Plans are being made to name and shame companies using unpaid interns as part of a campaign to tackle "exploitation" of young people.
The National Union of Students (NUS) and campaign group Intern Aware are setting up a confidential hotline to gather information on firms offering internships without pay.
Details will be published in the run-up to the general election, while political parties will be urged to commit to supporting the campaign's aims of requiring payment for all work experience over four weeks.
NUS president Toni Pearce said: "We know that it is really difficult for people to come forward as they may feel that their own career could be jeopardised by naming and shaming. However we need to stand together to tackle the practice of unpaid internships. I would urge everyone to remember we will treat all callers confidentially.
"Every student should have the opportunity to gain meaningful work experience, regardless of their background. The expectation for young people to work for free, for long periods, to gain experience is exploitative and blocks those from less wealthy backgrounds from some professions.
"Unpaid internships are illegal when they don't comply with national minimum wage legislation.

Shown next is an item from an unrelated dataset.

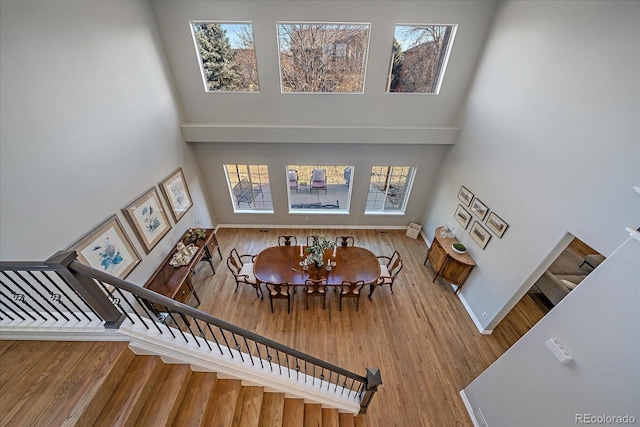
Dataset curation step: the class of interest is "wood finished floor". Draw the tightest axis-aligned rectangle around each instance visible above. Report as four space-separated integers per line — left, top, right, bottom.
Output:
193 229 545 427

We want the next government to introduce and enforce legislation that all work experience of over four weeks should be paid."
Chris Hares, campaigns manager at Intern Aware, said: "For too long, unpaid internships have been a major barrier to many young people who can't get a job without experience, but can't get experience because they cannot afford to work for free. Not only is this damaging to social mobility, but where real work is being done it is often illegal.
"Political parties of all sides need to get a grip on this situation, and act in the best interests of young people and businesses alike. In fact, two-thirds of business have said they would welcome clarity in the law on internships. Most recognise that unpaid internships are actually damaging to businesses, as they only allow them to select talented young people from a limited pool of people who can afford to work for free.
"A step change could be achieved by a four-week limit, which is supported by NUS as well as a range of business leaders, universities and organisations."